Thoughts on Zack Wheeler

Now property of the New York Mets. (Photo by Stephen Dunn/Getty Images)

I just wanted to throw down some quick thoughts on the centerpiece of the Mets' haul for Carlos Beltran:

Obviously, the star of this trade will be Zack Wheeler, no matter who else the Mets get, and he's a tough pitcher to peg down. He doesn't fit easily into any of the usual molds most young pitchers do. At a glance, some might read the velocity reports (low-to-mid-90s fastball) and the subpar walk rates and think Wheeler's just another guy who's more of a thrower than a pitcher. I believe that's inaccurate: he has a surprising amount of pitching accumen for a young guy. The way he uses his breaking ball, for example, is quite interesting. It's possible to look at the breaking pitch and see a below average offering. He throws from a lower arm slot that's not very conducive to curves, and true to form, the pitch can be very slurvy. But where most pitchers either scrap the pitch and start over or resign themselves to a career in the bullpen, Wheeler's smart enough to turn it into a positive. He'll vary the velocity and break of the pitch by subtly (or even not so subtly) adjusting his arm speed and angle to create an appearance of having more than one breaking pitch. You could even argue that he does throw a spectrum of breaking pitches ranging from what is nearly a traditional curve to a traditional slider. On top of that, Wheeler's fastball also has a lot of life—specifically sink—giving him another potential avenue for getting hitters out. Thus far, he's shown reasonable ground ball rates (his 2011 numbers are somewhere around 50%), though those numbers fall short of classifying Wheeler as a ground ball pitcher in my mind.
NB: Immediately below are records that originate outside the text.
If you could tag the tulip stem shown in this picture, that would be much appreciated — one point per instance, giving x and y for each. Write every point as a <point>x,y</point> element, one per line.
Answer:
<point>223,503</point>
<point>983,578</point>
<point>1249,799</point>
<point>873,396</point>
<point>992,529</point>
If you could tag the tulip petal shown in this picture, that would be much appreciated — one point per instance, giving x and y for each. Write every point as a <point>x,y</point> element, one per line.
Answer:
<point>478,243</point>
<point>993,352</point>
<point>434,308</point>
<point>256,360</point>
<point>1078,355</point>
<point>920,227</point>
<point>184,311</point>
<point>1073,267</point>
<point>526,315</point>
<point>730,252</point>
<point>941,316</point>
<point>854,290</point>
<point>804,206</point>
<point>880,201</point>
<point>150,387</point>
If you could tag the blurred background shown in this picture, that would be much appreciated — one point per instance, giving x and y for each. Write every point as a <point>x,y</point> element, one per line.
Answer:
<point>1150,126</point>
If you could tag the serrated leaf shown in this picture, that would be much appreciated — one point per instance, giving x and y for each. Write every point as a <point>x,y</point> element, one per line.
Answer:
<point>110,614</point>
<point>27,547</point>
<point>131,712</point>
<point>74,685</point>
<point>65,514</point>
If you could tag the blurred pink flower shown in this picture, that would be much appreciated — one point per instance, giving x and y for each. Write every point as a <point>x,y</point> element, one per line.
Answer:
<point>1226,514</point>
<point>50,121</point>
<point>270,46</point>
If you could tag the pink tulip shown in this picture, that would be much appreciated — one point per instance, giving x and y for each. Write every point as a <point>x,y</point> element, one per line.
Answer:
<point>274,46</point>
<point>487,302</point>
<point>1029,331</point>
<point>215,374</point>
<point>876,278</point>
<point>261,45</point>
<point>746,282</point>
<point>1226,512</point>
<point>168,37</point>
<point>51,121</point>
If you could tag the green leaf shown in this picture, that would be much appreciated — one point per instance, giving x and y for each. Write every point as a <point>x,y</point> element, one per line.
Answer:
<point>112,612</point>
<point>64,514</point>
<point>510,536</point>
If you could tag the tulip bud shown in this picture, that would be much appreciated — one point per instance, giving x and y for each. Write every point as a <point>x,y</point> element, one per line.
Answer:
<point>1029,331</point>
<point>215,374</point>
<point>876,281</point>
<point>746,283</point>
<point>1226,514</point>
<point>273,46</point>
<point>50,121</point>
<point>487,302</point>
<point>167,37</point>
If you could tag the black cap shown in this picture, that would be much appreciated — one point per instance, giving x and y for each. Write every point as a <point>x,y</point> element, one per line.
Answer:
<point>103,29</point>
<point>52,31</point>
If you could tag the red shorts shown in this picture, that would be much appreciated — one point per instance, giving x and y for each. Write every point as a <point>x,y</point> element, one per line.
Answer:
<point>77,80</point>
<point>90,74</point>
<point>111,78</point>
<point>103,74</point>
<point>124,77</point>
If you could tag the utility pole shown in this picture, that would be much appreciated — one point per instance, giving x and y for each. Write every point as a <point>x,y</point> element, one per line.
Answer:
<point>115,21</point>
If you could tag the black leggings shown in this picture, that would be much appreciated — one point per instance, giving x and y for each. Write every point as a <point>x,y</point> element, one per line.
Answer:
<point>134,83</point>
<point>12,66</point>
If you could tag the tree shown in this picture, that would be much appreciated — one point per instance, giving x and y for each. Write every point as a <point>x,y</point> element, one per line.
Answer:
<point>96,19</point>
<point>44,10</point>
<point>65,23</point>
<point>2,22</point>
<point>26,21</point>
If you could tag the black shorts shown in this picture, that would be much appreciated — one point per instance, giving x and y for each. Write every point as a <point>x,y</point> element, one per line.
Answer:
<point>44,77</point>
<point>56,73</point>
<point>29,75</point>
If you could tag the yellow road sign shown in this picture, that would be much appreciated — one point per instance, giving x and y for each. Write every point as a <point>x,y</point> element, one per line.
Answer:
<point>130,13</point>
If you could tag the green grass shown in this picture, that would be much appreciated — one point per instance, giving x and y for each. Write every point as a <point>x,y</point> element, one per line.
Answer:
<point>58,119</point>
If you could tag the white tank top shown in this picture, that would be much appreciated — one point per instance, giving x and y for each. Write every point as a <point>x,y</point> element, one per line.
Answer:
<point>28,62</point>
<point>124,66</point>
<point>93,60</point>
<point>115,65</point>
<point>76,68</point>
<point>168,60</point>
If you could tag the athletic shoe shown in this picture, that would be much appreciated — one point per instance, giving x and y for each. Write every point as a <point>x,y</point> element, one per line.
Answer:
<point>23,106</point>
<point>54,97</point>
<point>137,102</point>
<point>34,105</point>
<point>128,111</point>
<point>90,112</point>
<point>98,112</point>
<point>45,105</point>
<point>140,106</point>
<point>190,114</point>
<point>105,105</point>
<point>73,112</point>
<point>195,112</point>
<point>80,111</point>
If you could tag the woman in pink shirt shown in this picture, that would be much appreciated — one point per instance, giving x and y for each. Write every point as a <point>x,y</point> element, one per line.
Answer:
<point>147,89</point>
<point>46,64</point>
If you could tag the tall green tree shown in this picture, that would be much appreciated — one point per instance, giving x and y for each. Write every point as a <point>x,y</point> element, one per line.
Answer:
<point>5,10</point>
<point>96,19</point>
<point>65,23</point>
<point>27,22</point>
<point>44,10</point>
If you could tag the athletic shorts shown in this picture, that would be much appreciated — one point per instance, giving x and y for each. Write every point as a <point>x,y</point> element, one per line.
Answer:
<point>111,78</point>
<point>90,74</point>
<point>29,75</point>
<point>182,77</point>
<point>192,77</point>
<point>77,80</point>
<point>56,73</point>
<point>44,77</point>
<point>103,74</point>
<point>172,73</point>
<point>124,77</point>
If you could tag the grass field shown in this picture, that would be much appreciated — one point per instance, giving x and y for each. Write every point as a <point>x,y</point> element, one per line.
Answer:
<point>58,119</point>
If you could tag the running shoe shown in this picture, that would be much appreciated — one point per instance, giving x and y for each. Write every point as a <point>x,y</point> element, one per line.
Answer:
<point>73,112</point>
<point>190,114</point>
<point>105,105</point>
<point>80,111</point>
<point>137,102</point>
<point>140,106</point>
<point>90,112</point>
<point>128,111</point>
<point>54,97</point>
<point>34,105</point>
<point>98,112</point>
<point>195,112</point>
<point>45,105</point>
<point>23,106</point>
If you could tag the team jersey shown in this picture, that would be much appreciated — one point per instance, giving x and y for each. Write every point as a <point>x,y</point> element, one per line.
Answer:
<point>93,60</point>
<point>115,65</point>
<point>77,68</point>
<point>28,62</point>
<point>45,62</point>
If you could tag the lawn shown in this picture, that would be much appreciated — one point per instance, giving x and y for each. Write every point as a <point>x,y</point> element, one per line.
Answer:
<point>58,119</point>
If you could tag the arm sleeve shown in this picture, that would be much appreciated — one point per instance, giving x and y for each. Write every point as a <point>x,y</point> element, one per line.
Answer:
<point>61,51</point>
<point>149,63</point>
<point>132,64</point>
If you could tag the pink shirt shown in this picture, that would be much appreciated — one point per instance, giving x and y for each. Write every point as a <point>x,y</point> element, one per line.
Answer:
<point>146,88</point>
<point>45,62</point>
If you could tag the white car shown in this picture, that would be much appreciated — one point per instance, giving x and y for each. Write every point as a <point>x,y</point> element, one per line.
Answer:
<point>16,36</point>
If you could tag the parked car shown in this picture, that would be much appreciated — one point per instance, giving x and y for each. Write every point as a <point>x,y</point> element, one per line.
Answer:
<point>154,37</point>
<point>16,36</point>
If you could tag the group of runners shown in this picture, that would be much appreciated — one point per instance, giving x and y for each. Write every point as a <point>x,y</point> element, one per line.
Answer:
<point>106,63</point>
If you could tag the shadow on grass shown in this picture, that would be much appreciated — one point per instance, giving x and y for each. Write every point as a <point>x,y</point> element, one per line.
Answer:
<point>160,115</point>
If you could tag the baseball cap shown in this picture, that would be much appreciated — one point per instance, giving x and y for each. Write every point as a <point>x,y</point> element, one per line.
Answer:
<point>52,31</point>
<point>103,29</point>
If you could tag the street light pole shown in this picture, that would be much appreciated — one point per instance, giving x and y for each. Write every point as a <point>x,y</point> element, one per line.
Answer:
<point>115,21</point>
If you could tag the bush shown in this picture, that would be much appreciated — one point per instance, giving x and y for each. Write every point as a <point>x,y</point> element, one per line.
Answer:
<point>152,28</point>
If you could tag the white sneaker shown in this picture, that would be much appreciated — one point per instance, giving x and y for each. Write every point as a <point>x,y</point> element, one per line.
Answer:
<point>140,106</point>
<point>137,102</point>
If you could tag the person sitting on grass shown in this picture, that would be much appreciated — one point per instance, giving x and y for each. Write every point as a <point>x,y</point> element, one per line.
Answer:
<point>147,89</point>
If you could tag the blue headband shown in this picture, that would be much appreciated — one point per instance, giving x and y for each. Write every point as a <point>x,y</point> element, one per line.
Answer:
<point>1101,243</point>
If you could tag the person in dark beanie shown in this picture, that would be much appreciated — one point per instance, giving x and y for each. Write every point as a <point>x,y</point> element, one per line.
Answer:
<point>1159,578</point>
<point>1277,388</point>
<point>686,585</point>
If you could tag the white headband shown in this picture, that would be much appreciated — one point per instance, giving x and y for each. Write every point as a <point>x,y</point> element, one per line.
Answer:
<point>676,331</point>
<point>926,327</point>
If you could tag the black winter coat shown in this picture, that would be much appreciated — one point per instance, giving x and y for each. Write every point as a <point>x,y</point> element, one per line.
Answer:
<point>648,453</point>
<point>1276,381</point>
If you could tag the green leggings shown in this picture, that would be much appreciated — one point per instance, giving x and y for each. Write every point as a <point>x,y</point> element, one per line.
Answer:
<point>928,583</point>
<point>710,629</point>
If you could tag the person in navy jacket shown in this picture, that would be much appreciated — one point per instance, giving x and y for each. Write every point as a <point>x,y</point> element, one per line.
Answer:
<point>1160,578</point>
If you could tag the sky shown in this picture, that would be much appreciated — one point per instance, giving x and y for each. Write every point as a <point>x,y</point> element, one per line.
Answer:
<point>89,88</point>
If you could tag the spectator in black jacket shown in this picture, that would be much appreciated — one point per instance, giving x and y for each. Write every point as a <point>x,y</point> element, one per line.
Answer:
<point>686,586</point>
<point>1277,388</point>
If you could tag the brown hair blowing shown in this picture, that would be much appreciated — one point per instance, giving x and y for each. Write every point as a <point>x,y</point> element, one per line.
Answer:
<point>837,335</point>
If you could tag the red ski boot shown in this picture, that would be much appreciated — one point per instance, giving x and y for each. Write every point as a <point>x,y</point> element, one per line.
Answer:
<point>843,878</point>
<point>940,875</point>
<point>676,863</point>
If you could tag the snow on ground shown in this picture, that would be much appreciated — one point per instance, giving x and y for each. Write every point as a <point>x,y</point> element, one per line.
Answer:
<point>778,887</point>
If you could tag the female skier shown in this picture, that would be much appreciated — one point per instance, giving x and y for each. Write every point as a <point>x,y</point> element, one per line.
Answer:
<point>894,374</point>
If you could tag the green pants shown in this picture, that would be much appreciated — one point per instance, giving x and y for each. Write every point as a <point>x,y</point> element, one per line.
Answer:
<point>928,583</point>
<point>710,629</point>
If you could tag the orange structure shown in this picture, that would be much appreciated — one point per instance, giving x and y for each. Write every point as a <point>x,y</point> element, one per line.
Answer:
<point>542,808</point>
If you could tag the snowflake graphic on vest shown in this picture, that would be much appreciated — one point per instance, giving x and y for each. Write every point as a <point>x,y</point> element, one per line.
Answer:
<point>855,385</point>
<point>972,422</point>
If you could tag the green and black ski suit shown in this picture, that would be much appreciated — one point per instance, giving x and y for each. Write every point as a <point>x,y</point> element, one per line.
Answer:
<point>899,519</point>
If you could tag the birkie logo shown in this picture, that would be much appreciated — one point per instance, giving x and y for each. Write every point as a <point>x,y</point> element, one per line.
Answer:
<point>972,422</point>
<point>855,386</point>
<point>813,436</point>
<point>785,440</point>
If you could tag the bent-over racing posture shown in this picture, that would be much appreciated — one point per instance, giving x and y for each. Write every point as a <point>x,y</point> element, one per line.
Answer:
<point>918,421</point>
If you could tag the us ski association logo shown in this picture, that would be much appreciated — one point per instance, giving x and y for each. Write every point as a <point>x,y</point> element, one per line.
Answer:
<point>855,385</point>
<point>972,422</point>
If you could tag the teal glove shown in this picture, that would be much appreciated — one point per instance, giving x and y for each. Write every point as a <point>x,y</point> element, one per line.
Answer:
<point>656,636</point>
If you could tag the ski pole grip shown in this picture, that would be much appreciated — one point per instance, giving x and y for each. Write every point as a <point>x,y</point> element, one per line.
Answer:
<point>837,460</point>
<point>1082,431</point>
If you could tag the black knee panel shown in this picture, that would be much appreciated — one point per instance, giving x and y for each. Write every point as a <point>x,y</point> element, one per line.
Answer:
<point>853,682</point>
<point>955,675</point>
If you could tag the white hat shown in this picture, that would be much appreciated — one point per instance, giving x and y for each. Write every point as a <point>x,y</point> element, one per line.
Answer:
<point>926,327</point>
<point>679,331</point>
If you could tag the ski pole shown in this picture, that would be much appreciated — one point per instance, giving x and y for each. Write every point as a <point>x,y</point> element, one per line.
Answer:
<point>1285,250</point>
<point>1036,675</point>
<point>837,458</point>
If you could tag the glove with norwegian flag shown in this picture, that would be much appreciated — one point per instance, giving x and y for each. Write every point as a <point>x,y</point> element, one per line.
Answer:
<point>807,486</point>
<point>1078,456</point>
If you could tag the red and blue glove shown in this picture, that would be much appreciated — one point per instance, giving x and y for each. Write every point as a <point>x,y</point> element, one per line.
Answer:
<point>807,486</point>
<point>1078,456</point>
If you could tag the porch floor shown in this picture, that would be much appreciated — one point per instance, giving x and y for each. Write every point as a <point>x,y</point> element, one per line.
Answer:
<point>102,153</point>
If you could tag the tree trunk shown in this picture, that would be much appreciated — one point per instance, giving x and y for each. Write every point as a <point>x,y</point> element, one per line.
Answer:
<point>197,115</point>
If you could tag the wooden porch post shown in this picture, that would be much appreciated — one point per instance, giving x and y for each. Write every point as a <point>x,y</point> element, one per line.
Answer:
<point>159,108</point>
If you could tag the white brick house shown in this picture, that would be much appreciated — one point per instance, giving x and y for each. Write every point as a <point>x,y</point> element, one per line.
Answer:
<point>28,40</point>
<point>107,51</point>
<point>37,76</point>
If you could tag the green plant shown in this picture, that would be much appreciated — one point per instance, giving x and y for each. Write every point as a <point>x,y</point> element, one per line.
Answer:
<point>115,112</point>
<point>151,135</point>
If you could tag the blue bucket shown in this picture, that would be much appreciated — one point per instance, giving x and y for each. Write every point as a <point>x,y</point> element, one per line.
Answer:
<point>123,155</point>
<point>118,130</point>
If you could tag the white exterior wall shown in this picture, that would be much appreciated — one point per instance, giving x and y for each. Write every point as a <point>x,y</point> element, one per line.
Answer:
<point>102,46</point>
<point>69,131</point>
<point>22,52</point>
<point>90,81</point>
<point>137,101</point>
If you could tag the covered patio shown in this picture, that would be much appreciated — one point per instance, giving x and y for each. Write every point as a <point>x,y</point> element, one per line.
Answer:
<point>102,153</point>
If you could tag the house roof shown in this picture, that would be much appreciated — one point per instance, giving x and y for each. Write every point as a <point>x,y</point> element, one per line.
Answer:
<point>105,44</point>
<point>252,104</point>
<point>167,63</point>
Unfortunately, Wheeler doesn't really look like a pitchability guy either despite his natural pitching intelligence. He's improved his changeup, but it's still not average yet, and his arm angle suggests it might never be. His command ranges from below average to terrible, and the fact that he's had as much success in the California League as he has speaks more about the quality of hitters he's facing than his actual ability. He has a lot of difficulty hitting his spots, especially down in the zone. Right now a lot of batters are still chasing, but that may change once he starts facing more disciplined hitters. The good news is that he doesn't often elevate his pitches when he misses; he tends to either miss down or away. That will help him to continue to limit the home run, but if hitters do start to lay off, he'll find himself intentionally elevating instead.

I'm not really sure how I'd go about teaching him better command. Forcing him to be more consistent with his arm angle would help, but it might also impair the effectiveness of the breaking ball. Instead, I'd consider either shortening his stride a touch or continue streamlining his arm motion. In high school, Wheeler's delivery was decidedly whip-like, and he had a pronounced inverted W. He's still pronating his elbow too late, but he's shortened the back end of his motion considerably, which does help speed up his tempo. Further efforts may improve his command and prevent future shoulder injuries. Shortening a pitcher's stride is something I rarely suggest, but it does sometimes help aggressive pitchers from getting their bodies too far in front of their arms during delivery. Again, it might help. Otherwise, all you can do is trust in Wheeler to learn how to locate better.

All in all, Wheeler seems like an appropriate prospect to get in return for a rental like Beltran and one with substantial upside at that.